Jahresrückblick 2003

Felsberg, 31. 12. 2003

Liebe Freunde und Kollegen,

weil ich im letzten Jahr mal wieder nicht so viele persönlichen Kontakte pflegen konnte, wie es eigentlich wünschenswert ist, habe ich zumindest am letzten Tag des Jahres ein paar Gedanken zu PC gebracht:

„Die etwas können, tun es
die es nicht können, lehren es
die es nicht tun und nicht lehren können, verwalten es“

Dieses etwas bissige Zitat ist mir kürzlich aufgefallen und hat mich angeregt, über Menschen in meinem Umfeld und in unserem Land nachzudenken – (über mich auch!). Tut er/sie noch etwas oder verwaltet er/sie schon oder nur noch?
Die erste Gruppe (Tun) könnte besonders bei Politikern gestärkt werden. Wie schön wäre es, wenn Politiker, die etwas könnten, es auch tun, unabhängig von ihrer Parteizugehörigkeit. Am Ende des Jahres gab es Anzeichen, dass etwas zum besseren gewendet werden könnte. Aber bekanntlich muss man dicke Bretter lange bohren. Man hat am Jahresende den positiven Eindruck, dass die Gruppe derer, die etwas tun will, größer wird. Nur das alte bewahren und verwalten bringt uns nicht weiter.

Im letzten Jahr habe ich begonnen, meine Seminare im Internet verfügbar zu machen. Das Publikumsinteresse ist da und von den Traffic-Kennziffern kann ich mich mit mancher viel bekannteren Webseite messen. Der finanzielle Erfolg dieser Aktion lässt noch auf sich warten. Dass Geiz geil ist, haben wir aus der Werbung vernommen – wenn es um digitale Urheberrechte geht, ist Diebstahl wohl noch viel geiler. Mein Glück ist, dass ich nicht wie viele Künstler vom Verkauf digitaler Produkte leben muss.
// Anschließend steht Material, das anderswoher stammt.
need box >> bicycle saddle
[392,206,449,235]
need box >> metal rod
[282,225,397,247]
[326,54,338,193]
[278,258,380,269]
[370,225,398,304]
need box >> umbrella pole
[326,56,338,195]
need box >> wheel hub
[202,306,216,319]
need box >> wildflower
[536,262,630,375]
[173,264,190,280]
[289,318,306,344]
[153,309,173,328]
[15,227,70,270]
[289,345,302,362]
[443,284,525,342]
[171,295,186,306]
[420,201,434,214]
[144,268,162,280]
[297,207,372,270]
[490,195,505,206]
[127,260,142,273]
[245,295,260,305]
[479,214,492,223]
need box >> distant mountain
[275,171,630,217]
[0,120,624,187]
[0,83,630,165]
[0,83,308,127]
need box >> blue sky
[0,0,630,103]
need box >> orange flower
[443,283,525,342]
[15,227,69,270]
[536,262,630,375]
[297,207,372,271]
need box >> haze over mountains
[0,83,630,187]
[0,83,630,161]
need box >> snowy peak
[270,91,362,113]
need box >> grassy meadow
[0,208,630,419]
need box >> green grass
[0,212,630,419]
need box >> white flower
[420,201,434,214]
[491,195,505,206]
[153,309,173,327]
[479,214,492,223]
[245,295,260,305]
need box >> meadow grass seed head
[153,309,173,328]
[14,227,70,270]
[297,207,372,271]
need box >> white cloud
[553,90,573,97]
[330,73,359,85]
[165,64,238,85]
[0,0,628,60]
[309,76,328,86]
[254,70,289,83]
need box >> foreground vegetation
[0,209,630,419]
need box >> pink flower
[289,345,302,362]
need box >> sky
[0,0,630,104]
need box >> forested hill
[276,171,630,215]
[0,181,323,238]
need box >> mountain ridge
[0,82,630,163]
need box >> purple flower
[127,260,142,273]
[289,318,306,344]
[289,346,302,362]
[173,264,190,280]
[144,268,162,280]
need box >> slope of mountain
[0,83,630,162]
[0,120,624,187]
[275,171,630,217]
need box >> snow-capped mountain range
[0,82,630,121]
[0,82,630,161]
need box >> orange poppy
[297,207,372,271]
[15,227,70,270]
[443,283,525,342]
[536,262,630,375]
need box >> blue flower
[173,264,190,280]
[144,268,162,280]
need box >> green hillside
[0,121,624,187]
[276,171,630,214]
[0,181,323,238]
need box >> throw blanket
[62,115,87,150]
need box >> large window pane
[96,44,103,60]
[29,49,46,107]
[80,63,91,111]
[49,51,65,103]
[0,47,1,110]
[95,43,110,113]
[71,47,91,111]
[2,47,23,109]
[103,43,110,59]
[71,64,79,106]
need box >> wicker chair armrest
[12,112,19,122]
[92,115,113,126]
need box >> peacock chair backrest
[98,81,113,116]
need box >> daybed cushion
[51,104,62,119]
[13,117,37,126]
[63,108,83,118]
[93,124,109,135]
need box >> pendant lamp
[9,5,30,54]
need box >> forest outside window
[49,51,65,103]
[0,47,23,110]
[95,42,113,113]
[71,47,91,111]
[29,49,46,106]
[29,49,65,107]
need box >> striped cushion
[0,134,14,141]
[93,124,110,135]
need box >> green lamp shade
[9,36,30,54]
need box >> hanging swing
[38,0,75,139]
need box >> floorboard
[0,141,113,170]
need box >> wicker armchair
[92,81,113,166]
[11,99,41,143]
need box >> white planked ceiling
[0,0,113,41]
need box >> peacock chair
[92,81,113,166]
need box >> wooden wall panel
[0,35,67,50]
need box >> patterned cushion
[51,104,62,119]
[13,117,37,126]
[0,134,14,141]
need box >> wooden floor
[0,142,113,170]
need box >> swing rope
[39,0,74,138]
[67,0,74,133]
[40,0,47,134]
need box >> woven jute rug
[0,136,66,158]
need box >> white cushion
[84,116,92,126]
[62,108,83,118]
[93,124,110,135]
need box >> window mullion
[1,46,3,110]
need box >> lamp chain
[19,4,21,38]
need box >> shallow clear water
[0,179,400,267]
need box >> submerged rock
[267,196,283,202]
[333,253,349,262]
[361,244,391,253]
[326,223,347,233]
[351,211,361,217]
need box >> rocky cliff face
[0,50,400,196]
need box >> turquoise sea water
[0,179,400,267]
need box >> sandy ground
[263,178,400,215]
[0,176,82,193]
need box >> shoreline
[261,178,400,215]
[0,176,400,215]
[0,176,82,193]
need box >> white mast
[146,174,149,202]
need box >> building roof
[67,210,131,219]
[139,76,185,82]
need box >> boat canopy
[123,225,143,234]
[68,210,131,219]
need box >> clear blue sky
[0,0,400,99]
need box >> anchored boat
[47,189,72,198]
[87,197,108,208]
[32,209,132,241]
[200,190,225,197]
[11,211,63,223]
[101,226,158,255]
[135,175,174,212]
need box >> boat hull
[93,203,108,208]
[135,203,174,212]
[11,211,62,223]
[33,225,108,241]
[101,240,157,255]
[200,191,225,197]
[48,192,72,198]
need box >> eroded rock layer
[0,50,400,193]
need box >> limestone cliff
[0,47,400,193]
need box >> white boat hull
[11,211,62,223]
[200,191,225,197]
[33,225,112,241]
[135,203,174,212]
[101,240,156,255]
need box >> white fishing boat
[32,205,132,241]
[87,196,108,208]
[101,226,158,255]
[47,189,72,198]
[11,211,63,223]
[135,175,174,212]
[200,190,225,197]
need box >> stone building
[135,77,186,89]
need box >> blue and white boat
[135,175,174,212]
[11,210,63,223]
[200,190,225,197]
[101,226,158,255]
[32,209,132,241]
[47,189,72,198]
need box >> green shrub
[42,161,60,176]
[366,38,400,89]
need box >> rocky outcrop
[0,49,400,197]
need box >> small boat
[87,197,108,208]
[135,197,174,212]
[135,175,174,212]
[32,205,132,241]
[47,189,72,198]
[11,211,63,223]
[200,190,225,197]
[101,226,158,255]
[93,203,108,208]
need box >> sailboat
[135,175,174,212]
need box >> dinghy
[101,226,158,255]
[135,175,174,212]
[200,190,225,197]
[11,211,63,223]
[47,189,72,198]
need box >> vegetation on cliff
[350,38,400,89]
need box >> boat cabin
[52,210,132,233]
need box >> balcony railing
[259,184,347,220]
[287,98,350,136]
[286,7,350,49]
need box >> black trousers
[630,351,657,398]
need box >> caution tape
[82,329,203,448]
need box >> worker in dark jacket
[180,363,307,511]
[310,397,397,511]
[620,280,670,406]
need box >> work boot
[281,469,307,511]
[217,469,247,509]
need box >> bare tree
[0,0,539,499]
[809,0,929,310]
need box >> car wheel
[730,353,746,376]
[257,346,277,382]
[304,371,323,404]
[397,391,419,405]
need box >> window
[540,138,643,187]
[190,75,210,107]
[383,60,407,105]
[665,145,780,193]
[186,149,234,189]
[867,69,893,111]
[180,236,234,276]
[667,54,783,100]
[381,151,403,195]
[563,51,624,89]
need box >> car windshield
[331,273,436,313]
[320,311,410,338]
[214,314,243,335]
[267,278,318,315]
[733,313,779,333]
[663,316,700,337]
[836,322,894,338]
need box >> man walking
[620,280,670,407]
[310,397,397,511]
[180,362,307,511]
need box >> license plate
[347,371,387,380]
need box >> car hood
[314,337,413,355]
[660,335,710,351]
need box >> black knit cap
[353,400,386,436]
Das Neue Jahr könnte in meiner Familie einige Feierlichkeiten bringen, sofern keine dramatischen Ereignisse eintreten und Feiern ausschließen: Es steht eine Hochzeit, eine Silberhochzeit und eine Goldene Hochzeit an. Seit ich „Jopi Heesters“ gesehen kürzlich habe, der auch mit 100 Jahren noch versucht, beruflich aktiv zu sein, schmerzt mich mein im nächsten Herbst anstehender runder Geburtstag auch nicht mehr, weil ich dann ja „nur halb so alt“ bin. Ob ich allerdings auf meinem Gebiet noch 50 Jahre aktiv sein kann, wage ich denn doch zu bezweifeln zumal sich die ersten Freunde und Bekannten mit dem Ruhestand beschäftigen. Das Wort Ruhestand hat für mich etwas Endgültiges weil sich nichts Irdisches daran anschließt. Nur der Glaube an ein „Danach“ kann dann noch hoffen lassen – auf jeden Fall ist dann nichts mehr so, wie es mal war.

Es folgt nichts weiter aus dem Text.